Quando a sensibilidade de um inventor encontrou a força indomável da natureza, nasceu a ideia de preservação.

Exclusivo Almanaque Futuro

O ano era 1916. O mundo sangrava nas trincheiras da Primeira Guerra Mundial, e Alberto Santos Dumont, reconhecido internacionalmente como o Pai da Aviação, carregava uma melancolia profunda ao ver sua maior invenção convertida em instrumento de morte. Fragilizado pela saúde e em busca de silêncio, Dumont retornava de uma conferência no Chile quando o acaso lhe preparou um encontro decisivo. Em Buenos Aires, diante da vitrine de uma casa fotográfica, uma imagem colorizada à mão das Cataratas do Iguaçu capturou seu olhar. Ao seu lado, quase por ironia do destino, estava o autor da fotografia: Moisés Santiago Bertoni. Ali, entre dois homens movidos por ciência, pacifismo e visão de futuro, germinou o impulso que mudaria a história do Oeste paranaense.

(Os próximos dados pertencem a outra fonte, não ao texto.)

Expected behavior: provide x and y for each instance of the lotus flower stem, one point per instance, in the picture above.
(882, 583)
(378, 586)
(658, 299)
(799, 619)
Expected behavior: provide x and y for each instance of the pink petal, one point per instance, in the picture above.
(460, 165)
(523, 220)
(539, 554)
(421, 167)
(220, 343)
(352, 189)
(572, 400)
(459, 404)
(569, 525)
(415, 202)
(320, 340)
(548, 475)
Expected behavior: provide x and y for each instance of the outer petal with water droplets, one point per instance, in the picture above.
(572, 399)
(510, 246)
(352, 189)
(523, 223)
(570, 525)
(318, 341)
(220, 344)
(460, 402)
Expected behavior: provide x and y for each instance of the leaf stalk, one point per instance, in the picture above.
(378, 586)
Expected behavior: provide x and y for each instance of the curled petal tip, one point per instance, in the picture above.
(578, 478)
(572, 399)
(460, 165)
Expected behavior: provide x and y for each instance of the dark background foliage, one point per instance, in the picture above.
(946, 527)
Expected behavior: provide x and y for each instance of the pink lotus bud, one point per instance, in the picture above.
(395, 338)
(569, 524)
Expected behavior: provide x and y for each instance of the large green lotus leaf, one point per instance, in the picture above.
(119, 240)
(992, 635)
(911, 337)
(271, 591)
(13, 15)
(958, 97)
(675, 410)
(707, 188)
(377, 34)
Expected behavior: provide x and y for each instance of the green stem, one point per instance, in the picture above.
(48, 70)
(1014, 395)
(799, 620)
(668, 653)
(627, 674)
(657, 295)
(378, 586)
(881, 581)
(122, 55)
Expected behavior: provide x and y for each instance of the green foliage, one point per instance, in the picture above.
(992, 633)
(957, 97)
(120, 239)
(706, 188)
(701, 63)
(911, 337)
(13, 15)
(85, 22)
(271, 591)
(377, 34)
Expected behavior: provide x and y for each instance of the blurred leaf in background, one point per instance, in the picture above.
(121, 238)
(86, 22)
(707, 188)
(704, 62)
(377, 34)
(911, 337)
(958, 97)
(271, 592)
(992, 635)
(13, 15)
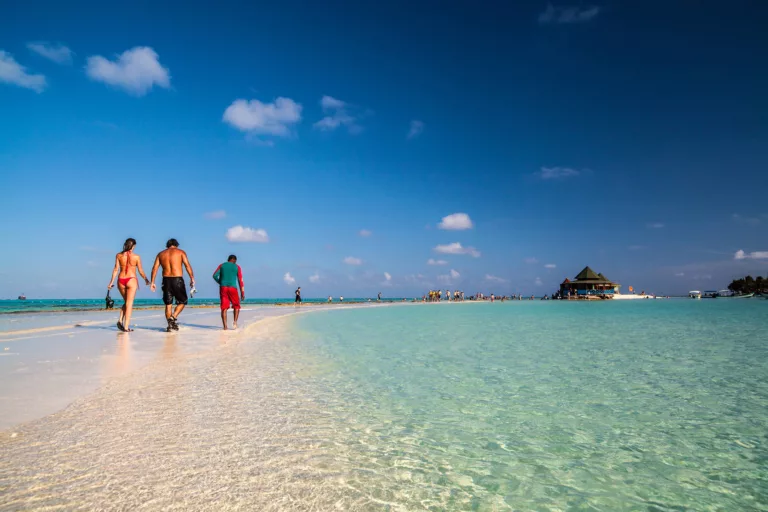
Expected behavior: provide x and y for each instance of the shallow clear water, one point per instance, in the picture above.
(658, 405)
(647, 405)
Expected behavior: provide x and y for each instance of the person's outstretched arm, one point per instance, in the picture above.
(185, 261)
(240, 280)
(114, 273)
(154, 272)
(141, 270)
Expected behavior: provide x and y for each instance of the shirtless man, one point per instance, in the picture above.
(172, 259)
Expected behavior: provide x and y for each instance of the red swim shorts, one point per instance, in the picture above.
(228, 294)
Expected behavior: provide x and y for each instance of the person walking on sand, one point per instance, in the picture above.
(126, 263)
(173, 260)
(229, 276)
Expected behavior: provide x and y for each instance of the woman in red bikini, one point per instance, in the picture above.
(126, 264)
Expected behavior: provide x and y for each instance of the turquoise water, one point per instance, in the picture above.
(53, 305)
(652, 405)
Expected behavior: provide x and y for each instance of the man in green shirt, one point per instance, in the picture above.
(229, 276)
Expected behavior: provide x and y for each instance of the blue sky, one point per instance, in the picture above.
(632, 138)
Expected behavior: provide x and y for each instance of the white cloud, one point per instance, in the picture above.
(456, 248)
(555, 173)
(338, 113)
(243, 234)
(456, 221)
(11, 72)
(448, 278)
(215, 215)
(263, 118)
(58, 53)
(758, 255)
(136, 70)
(417, 127)
(562, 15)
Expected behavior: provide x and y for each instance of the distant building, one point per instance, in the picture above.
(588, 284)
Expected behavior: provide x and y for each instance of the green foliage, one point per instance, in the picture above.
(749, 284)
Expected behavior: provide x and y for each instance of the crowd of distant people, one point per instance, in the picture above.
(229, 276)
(458, 296)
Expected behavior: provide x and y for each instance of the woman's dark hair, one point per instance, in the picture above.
(129, 244)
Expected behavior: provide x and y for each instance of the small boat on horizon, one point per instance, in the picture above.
(731, 295)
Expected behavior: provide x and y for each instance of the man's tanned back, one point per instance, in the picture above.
(173, 260)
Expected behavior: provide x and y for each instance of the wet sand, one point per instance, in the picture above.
(201, 419)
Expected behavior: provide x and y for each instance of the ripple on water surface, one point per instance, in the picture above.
(651, 406)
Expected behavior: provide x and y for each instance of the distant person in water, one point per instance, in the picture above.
(173, 260)
(229, 276)
(126, 264)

Santos Dumont não era um visitante qualquer. Era a maior celebridade brasileira de seu tempo, e sua presença na região de fronteira causou um impacto que a memória oral local preservou com cuidado. Relatos registrados por pioneiras como Elfrida Engel e Otília Schimmelpfeng descrevem um homem introspectivo, atento e profundamente tocado pela paisagem. Dumont subiu o Rio Paraná até Puerto Aguirre — atual Puerto Iguazú — e foi recebido por moradores brasileiros, liderados pelo hoteleiro Frederico Engel, que o hospedou. O acesso às Cataratas, no entanto, exigia esforço físico extremo. A área, então propriedade privada do uruguaio Jesus Val, era uma selva fechada, onde batedores precisavam abrir caminho com facões, atentos à presença de onças e outros perigos da mata.

A jornada até as quedas levou quase um dia inteiro. A pequena comitiva, formada por cerca de vinte pessoas entre adultos e crianças curiosas, avançava protegida por lonas improvisadas cedidas pela Companhia de Fronteira. Ao alcançar o ponto onde hoje se ergue o Hotel das Cataratas, encontraram apenas um quiosque rústico coberto por folhas de palmito — o mirante precário daquele paraíso particular. Dumont, porém, não descansou. Enquanto o grupo se preparava para um almoço simples, ele desenhava e escrevia compulsivamente, tentando registrar em traços e palavras a força da água que desafiava a gravidade e a lógica humana.

O momento mais tenso da visita ocorreu no Salto Floriano. Para espanto dos acompanhantes, o inventor equilibrou-se sobre um tronco úmido projetado à beira do abismo. Diante do silêncio apreensivo do grupo e do olhar assustado das crianças, Dumont manteve-se sereno e pronunciou a frase que atravessaria gerações: “As alturas não me intimidam”. Ali, diante da potência bruta da natureza, ele percebeu algo além do espetáculo. A ideia de que aquela maravilha pertencesse a um único proprietário — e estrangeiro — era inconcebível. Naquele instante, Santos Dumont deixava de ser apenas um visitante ilustre para tornar-se o formulador de uma ideia radical: o Iguaçu precisava ser livre.